Notes From Advanced R Part Two

Liang / 2018-12-06


1. OO (Object-oriented) field guide

R has four object oriented systems:

  • base type: are mostly manipulated using C code
  • S3 type: S3 is a very casual system. It has no formal definition of classes.
  • S4 type: S4 has formal class definitions and multiple dispatch
  • RC (Reference Classes) type

A class defines the behaviour of objects by describing their attributes and their relationship to other classes.

pryr provides tools to pry back the surface of R and dig into the details.

Base types

new base types are added very rarely. determine the object’s base type with typeof().

# The type of a function is "closure"
f <- function() {}
typeof(f)
## [1] "closure"
is.function(f)
## [1] TRUE
# The type of a primitive function is "builtin"
typeof(sum)
## [1] "builtin"
is.primitive(sum)
## [1] TRUE

Functions for different base types are almost always written in C. S3 objects can be built on top of any base type, S4 objects use a special base type, and RC objects are a combination of S4 and environments.

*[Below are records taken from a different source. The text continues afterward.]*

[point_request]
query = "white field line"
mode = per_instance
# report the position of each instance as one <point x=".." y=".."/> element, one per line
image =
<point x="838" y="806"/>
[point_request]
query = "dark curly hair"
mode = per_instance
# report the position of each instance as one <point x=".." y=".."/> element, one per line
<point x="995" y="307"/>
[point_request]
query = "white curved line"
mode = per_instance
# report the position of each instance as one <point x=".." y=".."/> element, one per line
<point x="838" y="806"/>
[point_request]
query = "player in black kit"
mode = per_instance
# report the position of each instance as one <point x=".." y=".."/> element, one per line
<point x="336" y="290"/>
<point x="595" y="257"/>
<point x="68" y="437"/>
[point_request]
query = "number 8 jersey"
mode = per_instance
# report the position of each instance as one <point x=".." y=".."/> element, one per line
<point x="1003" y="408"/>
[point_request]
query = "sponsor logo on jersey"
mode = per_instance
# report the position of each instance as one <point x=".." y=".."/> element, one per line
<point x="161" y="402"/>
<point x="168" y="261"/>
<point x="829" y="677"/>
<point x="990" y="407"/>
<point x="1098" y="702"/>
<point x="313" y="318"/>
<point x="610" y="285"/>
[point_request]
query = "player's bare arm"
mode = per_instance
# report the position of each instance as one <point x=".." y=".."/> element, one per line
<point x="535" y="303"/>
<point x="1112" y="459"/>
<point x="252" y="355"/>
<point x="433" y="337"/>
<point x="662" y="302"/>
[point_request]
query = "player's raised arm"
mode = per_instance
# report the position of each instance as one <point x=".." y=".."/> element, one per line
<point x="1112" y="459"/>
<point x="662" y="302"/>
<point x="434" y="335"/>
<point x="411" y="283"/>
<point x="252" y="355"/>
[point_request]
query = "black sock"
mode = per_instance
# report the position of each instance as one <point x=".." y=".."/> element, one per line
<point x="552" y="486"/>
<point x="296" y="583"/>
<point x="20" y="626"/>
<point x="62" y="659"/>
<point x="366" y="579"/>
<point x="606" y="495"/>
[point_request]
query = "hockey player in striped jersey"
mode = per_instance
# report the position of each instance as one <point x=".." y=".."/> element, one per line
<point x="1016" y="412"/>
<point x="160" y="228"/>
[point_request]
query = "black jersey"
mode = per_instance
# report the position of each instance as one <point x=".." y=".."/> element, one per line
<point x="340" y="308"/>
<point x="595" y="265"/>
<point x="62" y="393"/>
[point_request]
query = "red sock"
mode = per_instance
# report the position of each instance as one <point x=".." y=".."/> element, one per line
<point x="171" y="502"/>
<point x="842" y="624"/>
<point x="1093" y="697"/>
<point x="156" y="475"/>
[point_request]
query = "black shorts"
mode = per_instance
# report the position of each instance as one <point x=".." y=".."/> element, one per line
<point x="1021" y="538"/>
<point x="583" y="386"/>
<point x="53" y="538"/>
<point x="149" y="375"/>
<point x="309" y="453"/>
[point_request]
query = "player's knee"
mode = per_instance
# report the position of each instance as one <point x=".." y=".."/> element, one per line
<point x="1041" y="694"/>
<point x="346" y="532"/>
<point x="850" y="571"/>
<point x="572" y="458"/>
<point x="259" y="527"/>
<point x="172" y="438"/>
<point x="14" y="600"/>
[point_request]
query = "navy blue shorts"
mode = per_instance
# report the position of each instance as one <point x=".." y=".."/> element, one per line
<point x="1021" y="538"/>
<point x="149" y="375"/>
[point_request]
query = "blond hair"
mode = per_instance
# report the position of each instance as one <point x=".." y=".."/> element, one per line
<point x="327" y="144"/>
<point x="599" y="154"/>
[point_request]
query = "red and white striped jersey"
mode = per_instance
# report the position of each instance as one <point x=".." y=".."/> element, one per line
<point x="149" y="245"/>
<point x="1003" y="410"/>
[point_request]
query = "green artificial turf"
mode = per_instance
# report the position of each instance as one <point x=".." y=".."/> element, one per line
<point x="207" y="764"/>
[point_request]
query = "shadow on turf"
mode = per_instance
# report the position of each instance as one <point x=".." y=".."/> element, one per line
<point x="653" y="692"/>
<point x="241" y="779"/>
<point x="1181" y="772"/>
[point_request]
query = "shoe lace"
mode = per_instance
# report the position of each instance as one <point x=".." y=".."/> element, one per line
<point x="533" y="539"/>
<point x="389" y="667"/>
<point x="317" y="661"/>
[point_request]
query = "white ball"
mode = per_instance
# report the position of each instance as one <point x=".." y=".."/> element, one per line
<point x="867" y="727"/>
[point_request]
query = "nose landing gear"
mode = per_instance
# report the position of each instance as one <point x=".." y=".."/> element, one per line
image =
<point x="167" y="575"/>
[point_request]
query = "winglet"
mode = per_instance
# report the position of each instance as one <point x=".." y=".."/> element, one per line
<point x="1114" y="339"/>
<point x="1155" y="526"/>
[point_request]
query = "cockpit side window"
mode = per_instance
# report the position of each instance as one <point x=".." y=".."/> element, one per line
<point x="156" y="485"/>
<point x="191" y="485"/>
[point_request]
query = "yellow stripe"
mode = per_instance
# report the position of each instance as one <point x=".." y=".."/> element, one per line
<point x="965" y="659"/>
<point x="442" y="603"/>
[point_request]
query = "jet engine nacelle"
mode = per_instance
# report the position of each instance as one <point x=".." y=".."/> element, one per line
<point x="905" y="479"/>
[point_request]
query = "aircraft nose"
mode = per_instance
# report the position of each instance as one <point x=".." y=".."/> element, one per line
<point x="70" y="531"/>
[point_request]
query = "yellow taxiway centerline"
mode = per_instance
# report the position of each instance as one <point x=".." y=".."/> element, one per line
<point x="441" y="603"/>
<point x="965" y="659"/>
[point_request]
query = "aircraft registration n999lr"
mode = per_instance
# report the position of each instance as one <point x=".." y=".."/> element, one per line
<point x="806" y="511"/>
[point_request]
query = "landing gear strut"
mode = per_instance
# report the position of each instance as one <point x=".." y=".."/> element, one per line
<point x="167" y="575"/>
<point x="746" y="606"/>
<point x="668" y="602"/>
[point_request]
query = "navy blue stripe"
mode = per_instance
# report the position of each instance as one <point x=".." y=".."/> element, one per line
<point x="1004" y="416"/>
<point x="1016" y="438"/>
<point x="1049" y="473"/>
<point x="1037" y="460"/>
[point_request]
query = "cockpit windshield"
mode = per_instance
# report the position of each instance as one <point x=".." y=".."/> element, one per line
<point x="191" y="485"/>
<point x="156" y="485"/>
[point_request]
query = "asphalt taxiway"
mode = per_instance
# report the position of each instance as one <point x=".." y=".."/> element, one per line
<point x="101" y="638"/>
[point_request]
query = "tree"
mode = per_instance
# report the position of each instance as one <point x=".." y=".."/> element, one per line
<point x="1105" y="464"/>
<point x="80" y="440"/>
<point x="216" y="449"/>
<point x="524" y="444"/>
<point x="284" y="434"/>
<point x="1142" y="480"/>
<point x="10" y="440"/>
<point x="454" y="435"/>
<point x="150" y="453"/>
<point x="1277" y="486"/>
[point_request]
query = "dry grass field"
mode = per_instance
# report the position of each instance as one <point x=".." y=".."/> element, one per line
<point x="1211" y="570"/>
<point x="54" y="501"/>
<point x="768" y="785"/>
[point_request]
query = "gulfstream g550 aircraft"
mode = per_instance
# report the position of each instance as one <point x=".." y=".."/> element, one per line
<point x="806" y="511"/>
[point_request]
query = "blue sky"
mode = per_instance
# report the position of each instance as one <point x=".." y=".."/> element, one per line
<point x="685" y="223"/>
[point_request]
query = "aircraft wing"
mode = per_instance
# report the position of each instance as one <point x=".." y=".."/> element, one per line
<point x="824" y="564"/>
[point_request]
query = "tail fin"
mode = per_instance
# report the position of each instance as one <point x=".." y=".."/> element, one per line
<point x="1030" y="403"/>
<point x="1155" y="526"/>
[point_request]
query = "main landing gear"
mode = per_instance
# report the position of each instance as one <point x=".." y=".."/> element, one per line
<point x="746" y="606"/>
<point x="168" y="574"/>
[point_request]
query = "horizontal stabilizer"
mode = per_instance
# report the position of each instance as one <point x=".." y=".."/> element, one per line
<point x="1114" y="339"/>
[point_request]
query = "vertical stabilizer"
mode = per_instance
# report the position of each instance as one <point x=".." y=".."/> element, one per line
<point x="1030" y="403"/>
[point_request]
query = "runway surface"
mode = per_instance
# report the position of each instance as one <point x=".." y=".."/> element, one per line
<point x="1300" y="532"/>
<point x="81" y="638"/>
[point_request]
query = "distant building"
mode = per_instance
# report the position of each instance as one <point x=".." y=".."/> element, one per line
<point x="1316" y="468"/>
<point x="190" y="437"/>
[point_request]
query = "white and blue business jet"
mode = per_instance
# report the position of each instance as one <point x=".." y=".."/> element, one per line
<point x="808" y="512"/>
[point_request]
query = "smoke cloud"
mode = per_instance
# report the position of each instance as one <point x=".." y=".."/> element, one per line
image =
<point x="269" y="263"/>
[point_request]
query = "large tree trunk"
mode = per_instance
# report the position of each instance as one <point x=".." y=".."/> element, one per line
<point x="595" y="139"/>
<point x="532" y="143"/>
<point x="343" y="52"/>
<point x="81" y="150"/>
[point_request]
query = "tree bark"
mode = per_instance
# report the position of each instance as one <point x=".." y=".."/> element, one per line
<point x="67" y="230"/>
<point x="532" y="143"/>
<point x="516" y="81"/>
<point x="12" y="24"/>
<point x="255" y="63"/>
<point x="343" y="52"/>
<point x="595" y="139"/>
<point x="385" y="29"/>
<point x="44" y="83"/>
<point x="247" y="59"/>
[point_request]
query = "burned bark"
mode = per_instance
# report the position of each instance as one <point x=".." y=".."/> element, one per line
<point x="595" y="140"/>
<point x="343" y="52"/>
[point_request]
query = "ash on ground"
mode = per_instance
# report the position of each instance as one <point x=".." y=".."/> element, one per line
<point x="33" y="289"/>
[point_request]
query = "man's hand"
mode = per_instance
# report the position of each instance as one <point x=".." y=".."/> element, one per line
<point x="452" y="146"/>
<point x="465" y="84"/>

To see if an object is a pure base type, check that is.object(x) returns FALSE.

if the object x has the R internal OBJECT, the is.object() return True

is.object(f)
## [1] FALSE
is.object(1) # FALSE
## [1] FALSE
is.object(as.factor(1:3)) # TRUE
## [1] TRUE

S3 type

S3 is the only OO system used in the base and stats packages.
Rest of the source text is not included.